If Germany turns these three on and cancels plans to turn off the three
others, those six should produce enough electricity to replace 11 billion
cubic meters of natural gas per year—an eighth of Germany’s current needs. Second,
we need concerted action led by Biden, Congress, and their Canadian
counterparts to significantly expand oil and natural gas output from North
America to ensure the energy security of our allies in Europe and Asia. North
America is more energy-rich than anyone dreamed. Yes, it will be more
expensive than Russian gas sent by pipeline. But it would mean Europe could
address Putin’s war on Ukraine, rather than financing it. Exporting
gas by ship requires special terminals at ports to liquify (by cooling)
natural gas; environmentalists oppose these terminals because of their
ideological objection to any combustible fuel. So it’s a good sign that
Chancellor Sholz announced plans on Sunday to build two of these terminals to
receive North American gas, along with announcing major new military spending
to counter Russia. Third,
the U.S. must stop shutting down nuclear plants and start building them.
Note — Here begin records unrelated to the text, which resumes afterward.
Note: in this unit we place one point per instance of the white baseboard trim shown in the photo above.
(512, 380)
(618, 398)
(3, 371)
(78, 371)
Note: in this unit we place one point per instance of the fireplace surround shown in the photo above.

Every country should invest in next-generation nuclear fuel technology while
recognizing that the current generation of light-water reactors are our best
tool for creating energy at home, with no emissions, right now. What you’ve
heard about waste is mostly pseudoscience. Storing used fuel rods is a
trivial problem, already solved around the world by keeping them in steel and
concrete cans. The more nuclear power we generate, the less oil and gas we
have to burn. And the less the West will have to buy from Russia. Putin’s
relentless focus on energy reality has left him in a stronger position than
he should ever have been allowed to find himself. It’s not too late for the
rest of the West to save the world from tyrannical regimes that have been
empowered by our own energy superstitions.